One of the best ways to show this progress of time is with old projects that you don't like.  Most developers will think the project bad, or that they're well above that skill level now, and that's why it's perfect.  The best way to show experience and progression is with old work.  Nothing reads better than, "This game I made two years ago is really rough, but look at this new game which it allowed me to make!"  

By destroying or reworking a previous project, you are getting rid of the proof that you've not only been working at this for a long time, but more importantly that you've been improving your overall skill set.


Remaking the Project

The next argument that comes from the previous point is that remaking a project can be good practice for a developer.  I would agree with that point as a practice tool, since it can increase ones overall ability to design and implement. This does not mean it is a good idea to show off that remake of your project.

You can imagine a scene where a hiring agent finds your application and portfolio after seeing your resume. He see several iterations of the same project.  To him, it's great to see that you can improve a product over and over again!  It looks very nice, and shows improvement which is all fine and dandy until he asks you what else you have to show.

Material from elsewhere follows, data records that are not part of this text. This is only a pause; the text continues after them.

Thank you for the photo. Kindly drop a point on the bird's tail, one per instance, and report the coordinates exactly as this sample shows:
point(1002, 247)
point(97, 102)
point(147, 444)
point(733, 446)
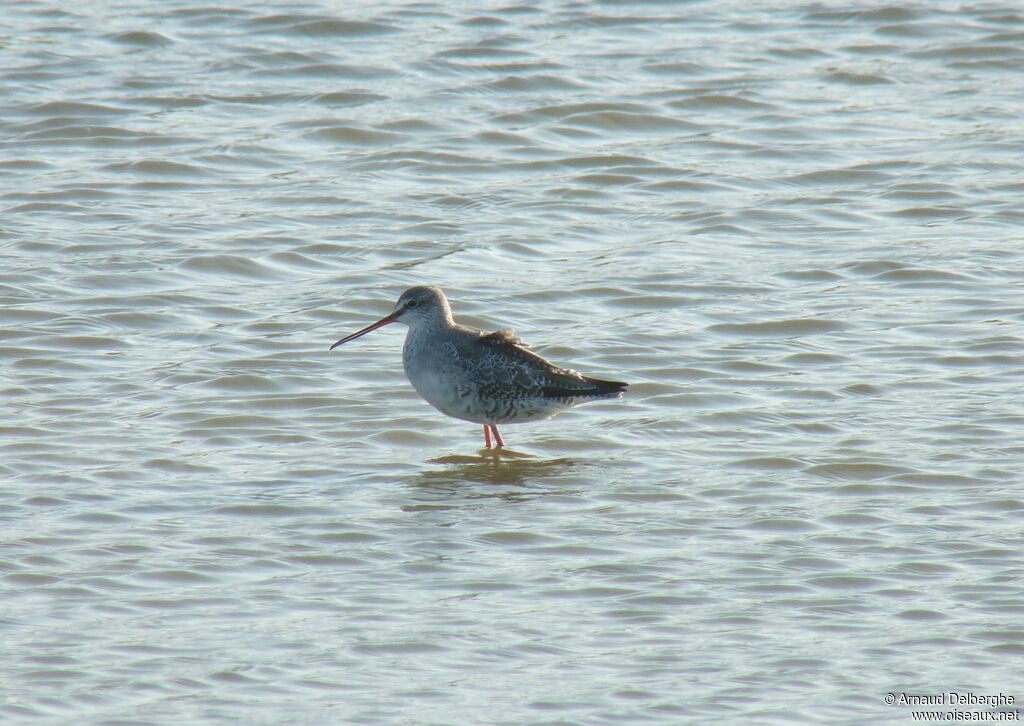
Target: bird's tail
point(585, 387)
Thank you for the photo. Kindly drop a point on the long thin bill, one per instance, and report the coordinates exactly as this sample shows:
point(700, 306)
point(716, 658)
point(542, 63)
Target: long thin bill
point(379, 324)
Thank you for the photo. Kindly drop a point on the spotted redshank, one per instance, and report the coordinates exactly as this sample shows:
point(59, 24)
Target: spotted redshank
point(486, 378)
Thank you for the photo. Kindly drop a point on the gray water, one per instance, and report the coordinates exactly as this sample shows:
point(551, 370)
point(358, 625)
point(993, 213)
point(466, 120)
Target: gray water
point(794, 227)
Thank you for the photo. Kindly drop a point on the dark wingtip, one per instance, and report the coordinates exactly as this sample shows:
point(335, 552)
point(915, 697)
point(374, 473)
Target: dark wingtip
point(608, 387)
point(596, 388)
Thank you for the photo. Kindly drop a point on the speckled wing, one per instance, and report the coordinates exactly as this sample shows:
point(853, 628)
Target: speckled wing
point(510, 371)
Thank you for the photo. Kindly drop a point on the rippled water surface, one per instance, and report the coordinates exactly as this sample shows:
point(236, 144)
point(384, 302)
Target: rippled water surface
point(794, 227)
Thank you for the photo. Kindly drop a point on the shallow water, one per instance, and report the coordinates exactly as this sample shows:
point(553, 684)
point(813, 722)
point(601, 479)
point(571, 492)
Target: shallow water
point(794, 227)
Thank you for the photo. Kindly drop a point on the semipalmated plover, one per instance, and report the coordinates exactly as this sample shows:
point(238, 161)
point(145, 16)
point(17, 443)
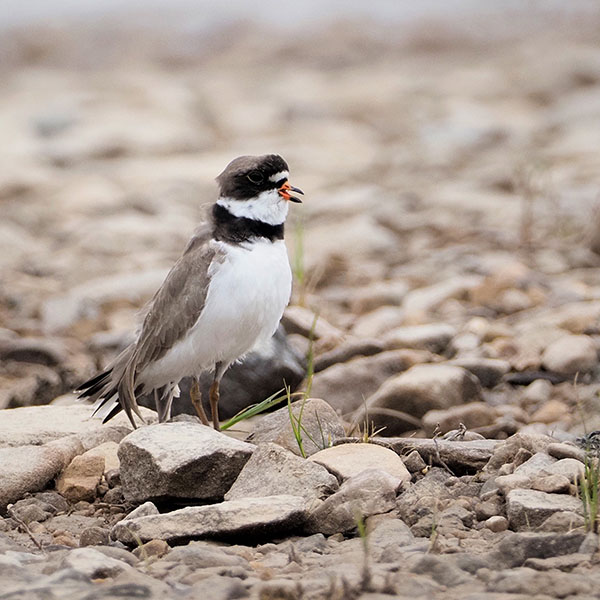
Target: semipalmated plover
point(225, 295)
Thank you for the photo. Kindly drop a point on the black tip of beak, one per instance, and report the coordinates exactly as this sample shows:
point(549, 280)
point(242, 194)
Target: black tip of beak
point(297, 191)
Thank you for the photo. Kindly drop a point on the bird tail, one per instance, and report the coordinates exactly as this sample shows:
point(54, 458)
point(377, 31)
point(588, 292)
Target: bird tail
point(113, 390)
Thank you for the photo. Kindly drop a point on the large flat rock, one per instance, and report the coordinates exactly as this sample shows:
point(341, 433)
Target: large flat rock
point(260, 518)
point(273, 470)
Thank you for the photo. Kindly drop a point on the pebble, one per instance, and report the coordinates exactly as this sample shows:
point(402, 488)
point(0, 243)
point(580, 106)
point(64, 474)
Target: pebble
point(571, 354)
point(179, 460)
point(99, 194)
point(496, 523)
point(348, 460)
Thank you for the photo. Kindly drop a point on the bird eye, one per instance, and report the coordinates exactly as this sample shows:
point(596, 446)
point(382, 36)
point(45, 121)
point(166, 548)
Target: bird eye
point(255, 177)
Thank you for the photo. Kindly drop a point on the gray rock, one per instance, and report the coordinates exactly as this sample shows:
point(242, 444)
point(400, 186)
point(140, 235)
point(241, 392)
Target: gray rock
point(562, 522)
point(496, 523)
point(571, 354)
point(218, 587)
point(143, 510)
point(37, 425)
point(426, 387)
point(32, 350)
point(529, 508)
point(31, 468)
point(552, 484)
point(387, 537)
point(561, 563)
point(434, 337)
point(272, 471)
point(81, 477)
point(424, 497)
point(571, 468)
point(378, 321)
point(94, 536)
point(31, 510)
point(515, 548)
point(441, 569)
point(368, 493)
point(539, 464)
point(320, 427)
point(348, 460)
point(180, 460)
point(506, 451)
point(253, 517)
point(489, 371)
point(457, 455)
point(201, 555)
point(421, 301)
point(531, 582)
point(93, 564)
point(472, 415)
point(413, 462)
point(347, 350)
point(346, 385)
point(566, 450)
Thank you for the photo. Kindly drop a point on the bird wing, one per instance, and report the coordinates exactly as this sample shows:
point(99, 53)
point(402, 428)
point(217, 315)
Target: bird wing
point(172, 312)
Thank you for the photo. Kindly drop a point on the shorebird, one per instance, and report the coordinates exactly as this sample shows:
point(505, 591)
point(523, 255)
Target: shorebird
point(225, 295)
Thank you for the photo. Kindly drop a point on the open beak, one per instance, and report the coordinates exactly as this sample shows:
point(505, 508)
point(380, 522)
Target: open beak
point(286, 188)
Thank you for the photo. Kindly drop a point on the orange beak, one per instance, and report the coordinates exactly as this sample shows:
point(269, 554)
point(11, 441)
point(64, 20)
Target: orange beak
point(286, 188)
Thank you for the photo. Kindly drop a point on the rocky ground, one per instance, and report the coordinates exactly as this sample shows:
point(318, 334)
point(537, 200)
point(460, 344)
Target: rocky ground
point(447, 298)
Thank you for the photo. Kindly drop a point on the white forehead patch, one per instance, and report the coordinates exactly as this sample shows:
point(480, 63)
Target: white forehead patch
point(279, 176)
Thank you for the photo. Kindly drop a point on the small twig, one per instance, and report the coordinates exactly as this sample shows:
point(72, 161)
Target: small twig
point(438, 457)
point(25, 528)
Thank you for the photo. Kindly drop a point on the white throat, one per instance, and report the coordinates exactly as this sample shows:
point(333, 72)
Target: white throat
point(268, 207)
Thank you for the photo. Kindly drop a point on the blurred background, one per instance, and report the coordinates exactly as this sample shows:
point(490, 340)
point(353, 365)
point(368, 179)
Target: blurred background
point(449, 152)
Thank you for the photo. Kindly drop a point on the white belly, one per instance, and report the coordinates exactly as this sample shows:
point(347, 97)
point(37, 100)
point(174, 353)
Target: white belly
point(246, 298)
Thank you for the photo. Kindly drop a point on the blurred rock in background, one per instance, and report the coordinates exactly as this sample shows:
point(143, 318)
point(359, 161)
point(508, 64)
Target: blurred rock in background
point(449, 155)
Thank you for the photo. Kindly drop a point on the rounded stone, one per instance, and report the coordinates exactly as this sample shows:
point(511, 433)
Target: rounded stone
point(571, 354)
point(347, 460)
point(94, 536)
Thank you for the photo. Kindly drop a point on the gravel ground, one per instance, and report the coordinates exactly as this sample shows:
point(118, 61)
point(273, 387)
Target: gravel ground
point(448, 242)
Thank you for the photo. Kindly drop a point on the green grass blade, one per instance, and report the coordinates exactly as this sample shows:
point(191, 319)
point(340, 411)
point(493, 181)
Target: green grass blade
point(255, 409)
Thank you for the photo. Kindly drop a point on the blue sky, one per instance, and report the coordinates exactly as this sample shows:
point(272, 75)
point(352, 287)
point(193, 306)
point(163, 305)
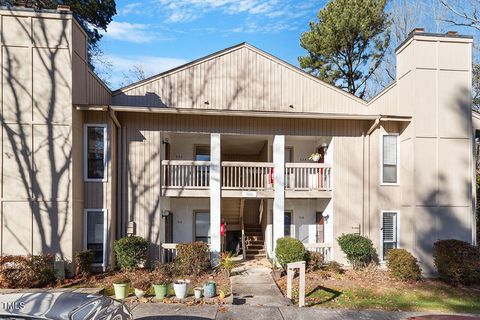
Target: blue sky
point(158, 35)
point(162, 34)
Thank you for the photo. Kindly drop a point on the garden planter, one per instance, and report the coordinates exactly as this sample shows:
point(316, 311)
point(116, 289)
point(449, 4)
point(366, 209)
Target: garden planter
point(121, 290)
point(276, 274)
point(210, 289)
point(198, 293)
point(161, 291)
point(139, 293)
point(181, 288)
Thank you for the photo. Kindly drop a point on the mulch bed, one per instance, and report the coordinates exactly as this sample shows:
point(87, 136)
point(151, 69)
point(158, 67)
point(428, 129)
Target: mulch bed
point(106, 280)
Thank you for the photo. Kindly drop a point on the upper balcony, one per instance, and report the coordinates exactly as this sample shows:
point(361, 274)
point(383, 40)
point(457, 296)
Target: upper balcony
point(244, 178)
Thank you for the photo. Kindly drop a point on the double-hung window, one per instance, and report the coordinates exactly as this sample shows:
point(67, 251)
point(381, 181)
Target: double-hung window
point(202, 226)
point(390, 157)
point(389, 232)
point(95, 234)
point(95, 158)
point(287, 224)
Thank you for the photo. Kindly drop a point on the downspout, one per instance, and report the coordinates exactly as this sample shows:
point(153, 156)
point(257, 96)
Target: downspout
point(363, 184)
point(118, 188)
point(369, 132)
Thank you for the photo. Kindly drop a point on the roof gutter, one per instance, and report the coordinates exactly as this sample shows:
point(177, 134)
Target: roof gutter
point(260, 114)
point(374, 126)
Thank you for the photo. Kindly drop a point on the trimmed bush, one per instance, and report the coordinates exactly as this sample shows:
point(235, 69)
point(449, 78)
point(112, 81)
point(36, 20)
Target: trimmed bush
point(131, 252)
point(314, 260)
point(457, 262)
point(84, 261)
point(289, 250)
point(359, 249)
point(403, 265)
point(192, 258)
point(333, 266)
point(33, 271)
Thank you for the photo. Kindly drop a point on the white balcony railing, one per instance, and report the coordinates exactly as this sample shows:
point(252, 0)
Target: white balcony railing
point(308, 176)
point(247, 175)
point(255, 176)
point(186, 174)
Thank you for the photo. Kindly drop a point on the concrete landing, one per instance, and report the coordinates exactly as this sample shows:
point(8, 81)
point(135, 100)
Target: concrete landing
point(252, 285)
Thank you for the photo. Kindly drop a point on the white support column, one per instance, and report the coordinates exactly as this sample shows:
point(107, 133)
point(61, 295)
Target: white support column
point(215, 196)
point(279, 185)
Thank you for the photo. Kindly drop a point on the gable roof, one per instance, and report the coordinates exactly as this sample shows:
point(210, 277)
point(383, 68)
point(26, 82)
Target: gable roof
point(226, 51)
point(245, 78)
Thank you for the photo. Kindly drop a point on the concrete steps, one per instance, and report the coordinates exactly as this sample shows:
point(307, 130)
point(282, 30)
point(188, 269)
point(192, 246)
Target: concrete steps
point(254, 242)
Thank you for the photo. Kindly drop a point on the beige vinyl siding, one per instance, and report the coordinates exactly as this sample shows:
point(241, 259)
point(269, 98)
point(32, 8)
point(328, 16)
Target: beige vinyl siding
point(37, 152)
point(102, 194)
point(88, 88)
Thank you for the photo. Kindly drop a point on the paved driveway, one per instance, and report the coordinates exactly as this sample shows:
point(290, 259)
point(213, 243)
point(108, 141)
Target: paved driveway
point(157, 311)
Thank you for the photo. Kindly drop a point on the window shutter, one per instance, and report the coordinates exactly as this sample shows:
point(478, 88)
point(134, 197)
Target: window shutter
point(390, 150)
point(389, 227)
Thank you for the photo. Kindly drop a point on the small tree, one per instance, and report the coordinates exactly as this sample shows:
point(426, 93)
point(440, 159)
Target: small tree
point(359, 249)
point(347, 43)
point(131, 252)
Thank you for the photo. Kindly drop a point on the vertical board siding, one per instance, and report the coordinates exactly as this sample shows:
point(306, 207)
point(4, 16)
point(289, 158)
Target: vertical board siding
point(240, 79)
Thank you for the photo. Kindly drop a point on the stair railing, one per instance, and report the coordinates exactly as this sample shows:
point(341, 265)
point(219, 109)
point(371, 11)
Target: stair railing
point(244, 247)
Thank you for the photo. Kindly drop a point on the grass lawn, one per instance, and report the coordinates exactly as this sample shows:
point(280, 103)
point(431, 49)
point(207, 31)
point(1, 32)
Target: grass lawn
point(374, 289)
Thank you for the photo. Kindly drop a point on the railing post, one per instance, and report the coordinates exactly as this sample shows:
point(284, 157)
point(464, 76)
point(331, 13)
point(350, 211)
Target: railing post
point(215, 195)
point(279, 188)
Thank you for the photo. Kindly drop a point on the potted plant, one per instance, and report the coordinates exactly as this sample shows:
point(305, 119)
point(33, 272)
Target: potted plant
point(120, 285)
point(315, 157)
point(226, 264)
point(162, 278)
point(181, 288)
point(210, 289)
point(141, 286)
point(198, 293)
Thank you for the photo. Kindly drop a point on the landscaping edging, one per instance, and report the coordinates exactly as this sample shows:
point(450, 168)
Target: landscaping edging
point(37, 290)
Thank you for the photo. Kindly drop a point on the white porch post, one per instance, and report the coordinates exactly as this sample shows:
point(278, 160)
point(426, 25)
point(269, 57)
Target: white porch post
point(279, 185)
point(215, 196)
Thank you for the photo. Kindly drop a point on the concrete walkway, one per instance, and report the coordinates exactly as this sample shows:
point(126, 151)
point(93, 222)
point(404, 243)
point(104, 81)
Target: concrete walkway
point(253, 285)
point(158, 311)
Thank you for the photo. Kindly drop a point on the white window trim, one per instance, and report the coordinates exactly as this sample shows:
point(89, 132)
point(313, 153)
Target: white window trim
point(292, 223)
point(381, 159)
point(85, 152)
point(104, 263)
point(397, 212)
point(194, 235)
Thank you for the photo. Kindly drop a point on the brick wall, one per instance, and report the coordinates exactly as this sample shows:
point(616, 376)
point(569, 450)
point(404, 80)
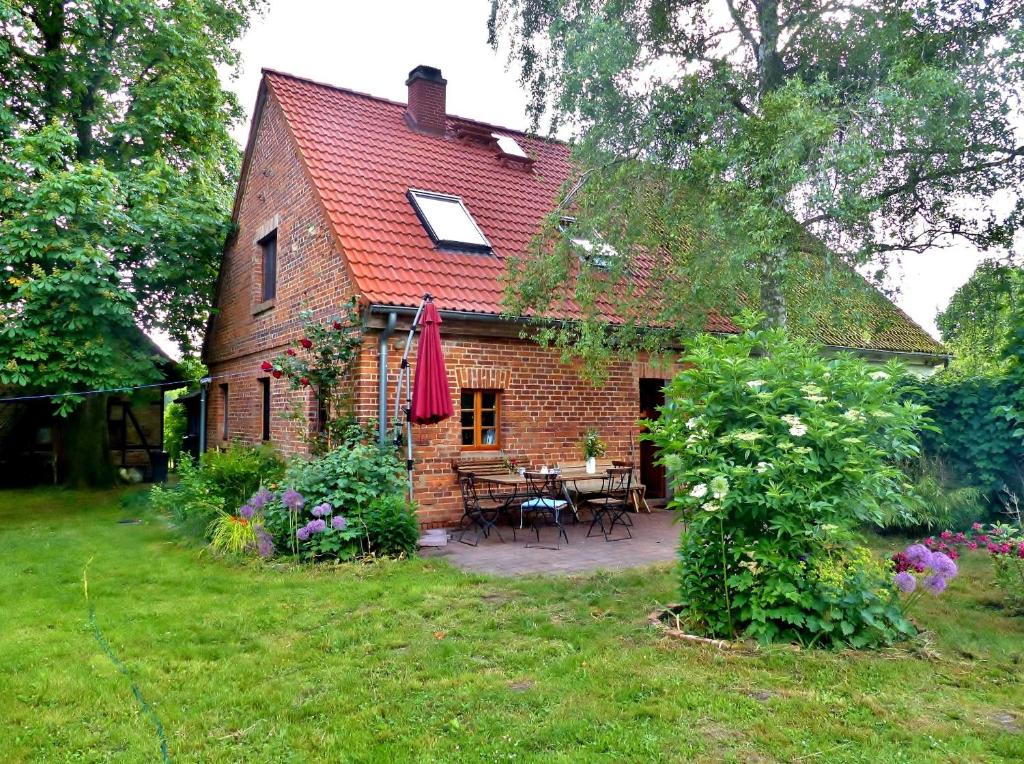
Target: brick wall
point(311, 273)
point(546, 410)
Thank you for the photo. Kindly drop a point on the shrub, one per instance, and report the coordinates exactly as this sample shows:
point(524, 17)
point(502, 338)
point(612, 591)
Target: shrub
point(219, 484)
point(349, 477)
point(392, 528)
point(775, 454)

While showing the ability to iterate on a project is great, it is more worthwhile to spend that time on better, more complicated projects.  You are able to show your ability to improve your skills with each different project, as well as fill a portfolio with various works to give you the highest chance of getting hired at the studio of your dreams.


Final Thoughts

There are both good and bad reasons for reworking an old project to turn into portfolio work.  I firmly believe that the best way to show yourself is a good mix of the two.  If you are someone who has a wide array of projects in their portfolio, then feel free to rework a project!  Just make sure it is an old one, to make it plainly obvious how you've improved. You wouldn't want to fall into a situation where you show off your new project and someone can hardly tell the difference.

If you do not have a lot in your portfolio to show, then stay away from reworks.  Focus more on the amount of good content in your portfolio, and you will get the same information through to the hiring agent.